Although the corridor has been sections that are doing well and even some new development – particularly in Four Corners on the west end of 192 – much of the highway is plagued by boarded up, vacant businesses and outdated signage, said Mary Ellen Kerber.
“There are just some properties that are never going to make it,” Kerber said. “They just have to be torn down.”
Kerber is the manager of the Formosa Gardens Shopping Plaza on U.S. 192, and she also serves on the U.S. 192 Economic Advisory Committee, formed earlier this year by the Osceola County commissioners to find ways to boost and improve the highway. She said it’s time to start looking at bold new ideas.
“As business people, we know there’s a problem on 192,” she said. “We know there’s depressed properties there. We know there is signage falling apart. We know there are problems with long term rentals.”
Long term rentals are hotels that no longer provide rooms to tourists or business travelers, but instead rent to families unable to afford to get into an apartment or home.
Kerber said the committee is being forced to look for new ways of breathing life into a corridor that is struggling to shake off the impact of the national recession and the collapse of the housing market.
“What are some aggressive ways of brainstorming,” she said. “Do we look at the county to come up with special funding or taxing to help?”
Kerber said she’s proposed setting new standards, particularly for signage, so that the highway gets cleaned up and is more appealing to visitors and area residents alike.
“The center of this has to be how do we stimulate growth on this corridor,” she said. “We also have to set new standards on signage. We’re talking about West 192 here, which runs for two miles on either side, and we’re talking the tourist corridor. A lot of our businesses are impacted by tourism.”
The west end of U.S. 192, in Four Corners, is known for its restaurants, gift shops and hotels.

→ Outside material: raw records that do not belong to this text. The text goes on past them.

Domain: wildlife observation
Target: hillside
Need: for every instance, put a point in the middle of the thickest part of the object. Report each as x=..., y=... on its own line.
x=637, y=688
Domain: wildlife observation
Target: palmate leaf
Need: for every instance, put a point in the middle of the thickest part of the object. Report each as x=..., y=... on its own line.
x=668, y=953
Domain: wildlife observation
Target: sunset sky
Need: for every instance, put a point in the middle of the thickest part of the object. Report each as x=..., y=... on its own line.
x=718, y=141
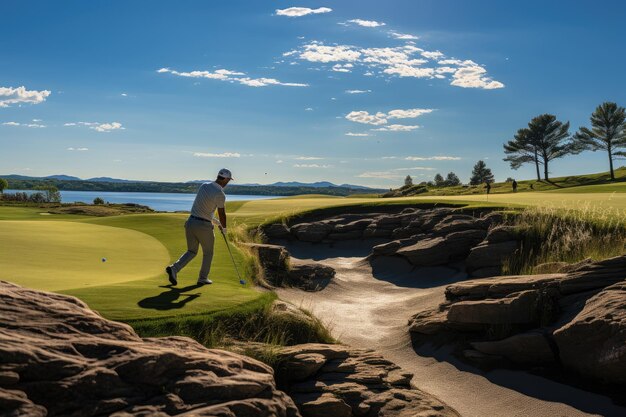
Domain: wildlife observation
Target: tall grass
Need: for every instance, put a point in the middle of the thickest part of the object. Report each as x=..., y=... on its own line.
x=552, y=235
x=254, y=322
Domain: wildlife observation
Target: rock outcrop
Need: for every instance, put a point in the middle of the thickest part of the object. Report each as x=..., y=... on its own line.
x=339, y=381
x=58, y=357
x=425, y=237
x=280, y=269
x=576, y=318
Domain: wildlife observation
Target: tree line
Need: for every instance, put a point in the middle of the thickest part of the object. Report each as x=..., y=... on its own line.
x=546, y=139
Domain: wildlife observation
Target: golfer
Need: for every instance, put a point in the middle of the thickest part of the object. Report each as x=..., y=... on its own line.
x=199, y=227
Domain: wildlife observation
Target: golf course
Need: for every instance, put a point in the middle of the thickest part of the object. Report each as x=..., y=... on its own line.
x=116, y=264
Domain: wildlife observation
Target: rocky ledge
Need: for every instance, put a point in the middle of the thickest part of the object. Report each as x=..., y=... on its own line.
x=576, y=319
x=339, y=381
x=58, y=357
x=424, y=237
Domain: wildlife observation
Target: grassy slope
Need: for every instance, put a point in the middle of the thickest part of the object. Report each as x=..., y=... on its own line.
x=587, y=183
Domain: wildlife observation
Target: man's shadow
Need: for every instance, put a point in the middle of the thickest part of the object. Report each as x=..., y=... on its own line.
x=169, y=300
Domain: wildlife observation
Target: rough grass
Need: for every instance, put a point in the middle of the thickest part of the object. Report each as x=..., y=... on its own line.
x=553, y=235
x=253, y=322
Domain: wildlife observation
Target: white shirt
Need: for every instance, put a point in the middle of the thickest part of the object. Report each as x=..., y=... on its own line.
x=210, y=197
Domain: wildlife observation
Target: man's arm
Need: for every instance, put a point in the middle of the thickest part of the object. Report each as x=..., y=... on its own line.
x=222, y=215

Further along, closer to where U.S. 192 ends at the Polk/Lake County line at U.S. 27, is some newly built development, including the Rolling Oak Commons shopping plaza and the Westside K-8 School, the first public school in Four Corners.

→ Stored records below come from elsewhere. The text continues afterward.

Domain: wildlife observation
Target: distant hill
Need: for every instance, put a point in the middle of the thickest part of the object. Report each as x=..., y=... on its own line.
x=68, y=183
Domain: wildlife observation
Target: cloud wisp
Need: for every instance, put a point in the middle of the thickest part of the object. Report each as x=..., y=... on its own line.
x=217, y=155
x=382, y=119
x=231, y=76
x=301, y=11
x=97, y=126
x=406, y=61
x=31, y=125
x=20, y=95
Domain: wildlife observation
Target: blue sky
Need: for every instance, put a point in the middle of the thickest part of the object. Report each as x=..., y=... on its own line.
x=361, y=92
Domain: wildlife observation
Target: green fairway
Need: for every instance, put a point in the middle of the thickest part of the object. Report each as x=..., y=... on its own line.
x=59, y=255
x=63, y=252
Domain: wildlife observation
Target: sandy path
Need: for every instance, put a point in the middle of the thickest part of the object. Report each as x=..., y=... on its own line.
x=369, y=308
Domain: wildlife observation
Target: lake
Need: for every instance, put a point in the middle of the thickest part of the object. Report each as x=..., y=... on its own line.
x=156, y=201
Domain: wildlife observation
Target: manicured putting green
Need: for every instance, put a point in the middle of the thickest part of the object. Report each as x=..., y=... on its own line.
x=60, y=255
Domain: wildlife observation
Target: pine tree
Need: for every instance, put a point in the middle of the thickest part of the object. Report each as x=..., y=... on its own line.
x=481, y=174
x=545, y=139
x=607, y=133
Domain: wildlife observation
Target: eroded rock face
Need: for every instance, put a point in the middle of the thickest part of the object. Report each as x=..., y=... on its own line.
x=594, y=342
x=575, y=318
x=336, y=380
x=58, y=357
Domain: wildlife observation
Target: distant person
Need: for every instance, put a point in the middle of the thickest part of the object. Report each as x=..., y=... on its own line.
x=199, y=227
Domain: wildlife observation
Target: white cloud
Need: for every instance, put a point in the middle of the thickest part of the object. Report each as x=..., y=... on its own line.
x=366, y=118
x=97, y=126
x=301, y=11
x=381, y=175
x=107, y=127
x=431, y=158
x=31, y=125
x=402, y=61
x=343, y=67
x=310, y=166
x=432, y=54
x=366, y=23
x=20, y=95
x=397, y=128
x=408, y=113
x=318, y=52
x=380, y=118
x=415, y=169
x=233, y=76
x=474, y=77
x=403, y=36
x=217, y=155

Kerber said this part of the highway is a mix of new development and businesses that have been around since nearby Walt Disney World first opened in 1971 – an odd mix, she added, since some of the older businesses are having a hard time in this rough economy.

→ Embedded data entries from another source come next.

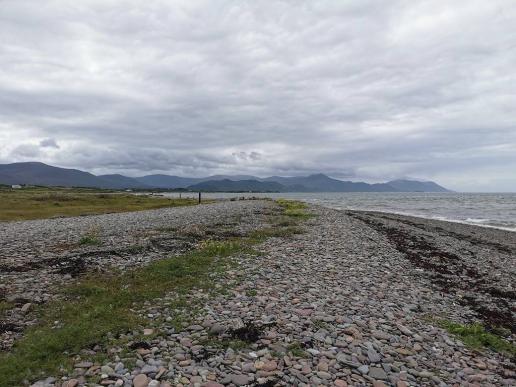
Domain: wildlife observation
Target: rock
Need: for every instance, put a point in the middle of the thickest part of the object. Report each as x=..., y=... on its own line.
x=270, y=366
x=83, y=364
x=26, y=307
x=140, y=380
x=212, y=384
x=107, y=370
x=217, y=329
x=364, y=369
x=377, y=373
x=239, y=379
x=374, y=357
x=324, y=375
x=72, y=383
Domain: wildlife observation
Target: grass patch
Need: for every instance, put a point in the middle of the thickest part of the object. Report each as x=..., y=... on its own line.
x=99, y=307
x=476, y=337
x=40, y=203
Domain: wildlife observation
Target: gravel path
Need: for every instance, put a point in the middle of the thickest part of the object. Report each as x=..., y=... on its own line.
x=343, y=304
x=36, y=257
x=352, y=301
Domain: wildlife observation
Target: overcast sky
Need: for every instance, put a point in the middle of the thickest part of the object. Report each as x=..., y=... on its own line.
x=360, y=90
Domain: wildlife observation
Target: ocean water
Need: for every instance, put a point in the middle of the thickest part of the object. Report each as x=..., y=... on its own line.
x=484, y=209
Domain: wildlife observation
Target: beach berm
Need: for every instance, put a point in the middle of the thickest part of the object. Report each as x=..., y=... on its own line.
x=277, y=294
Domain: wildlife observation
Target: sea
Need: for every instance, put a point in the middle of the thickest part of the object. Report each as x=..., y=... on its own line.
x=496, y=210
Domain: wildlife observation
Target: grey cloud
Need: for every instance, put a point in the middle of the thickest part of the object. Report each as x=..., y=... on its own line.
x=360, y=90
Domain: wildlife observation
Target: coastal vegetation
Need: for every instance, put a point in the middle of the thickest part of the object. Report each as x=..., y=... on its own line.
x=41, y=203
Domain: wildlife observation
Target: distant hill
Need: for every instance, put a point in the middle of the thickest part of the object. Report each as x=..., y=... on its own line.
x=121, y=182
x=322, y=183
x=227, y=185
x=35, y=173
x=167, y=181
x=416, y=186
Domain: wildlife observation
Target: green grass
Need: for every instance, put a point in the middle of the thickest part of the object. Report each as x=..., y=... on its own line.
x=294, y=208
x=100, y=306
x=39, y=203
x=476, y=337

“There are some hotels that have been there since Disney opened 40 years ago,” she said. “If we improve the look of that corridor, people will want to come back here.”
Kerber has proposed some other incentives, including having the county create a Community Redevelopment Agency to oversee Four Corners and help find ways to generate more economic development there, and convincing the counties to tear down old, dilapidated properties.
Hector Lizasuain is Osceola County’s West 192 coordinator. He said what’s required now is stronger enforcement of existing county ordinances when business owners abandon their properties, leaving it behind as an empty eyesore.
“The first thing on my list is minimum maintenance standards, and then enforcement,” Lizasuain said. “People are walking away from properties. You’ll have one business and then the one next to it is vacant.”
For those properties that have been empty for years and may seem too costly to rehabilitate, Lizasuain said Osceola County should invest in state and federal Brownfield grants, which can be used to clean up older properties contaminated by oil spills and other industrial waste.
By getting these properties cleaned up now, Lizasuain said, they become more appealing – and cost-effective – to new business owners.
“We can go in there and tear the structure down and deal with the EPA (Environmental Protection Agency) stuff, and that’s a good incentive for them,” he said. “Then they don’t have to deal with that.”
Rob Cochran, who runs Camping Connections on U.S. 192 in Four Corners, said this is also about having a long term vision for where the counties want the highway to be in the future.
“I think we need to create an identity in this area first,” he said.
Kerber said that identity still rests with one thing: tourism, in part because this is the corridor that leads tourists directly to Walt Disney World.
“We’re still driven by tourism, and no matter what you may think of the mouse, that’s critical here,” she said.